Etch is an application program performance evaluation and optimization system, developed for Intel x86 platforms running the Windows/NT operating system. The system allows you to annotate existing binaries with arbitrary instructions (for example, to trace, or perform coverage analysis), or to rewrite an existing binary so that it executes more efficiently.
Etch works directly on x86 executables.

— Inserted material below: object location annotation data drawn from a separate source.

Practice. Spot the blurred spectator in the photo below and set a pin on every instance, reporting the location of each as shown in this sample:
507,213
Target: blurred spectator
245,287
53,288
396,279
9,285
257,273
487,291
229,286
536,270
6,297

It does not require program source code for either measurement or optimization.
Etch is targeted at two different user groups: developers, who wish to understand the performance of their programs during the development cycle, and users, who wish to understand and improve the performance of common applications executing in their environment.
Etch provides both groups with measurement tools to evaluate performance at several levels of detail, and optimization tools to automatically restructure programs to improve performance, where possible.
Etch reads executable binaries (and, under Win32, DLLs) for an application, modifies the image, and writes a new one that has been enhanced for measurement or optimization. The transformations performed on the binary by Etch do not change program correctness, although a program transformed for performance measurement collection will run more slowly. Etch does not require changes to the operating system, but a modified Etch binary may utilize OS facilities, such as software timers, or even implementation-specific facilities, such as Intel Pentium performance counters.
There are three key concepts in using Etch:
To instrument a program, Etch is invoked with the name of an executable and a DLL. The DLL provides a set of routines which are invoked for each instruction in the executable. Roughly, Etch operates as:
for each instruction in executable InstrumentBefore(instruction); InstrumentAfter(instruction); end; InstrumentBeforeMainProgram(); InstrumentAfterMainProgram();
The instrumentation tool provides implementations of these "Before" and "After" functions. The call back functions can in turn direct Etch to modify the executable with respect to the specific instruction. The directions in effect say "before (or after) this instruction runs, please call some specific function with some specific set of arguments." For example, to count instructions, the InstrumentBefore procedure would direct Etch to insert code that incremented a counter at runtime. These inserted instructions do not change the correctness of the program.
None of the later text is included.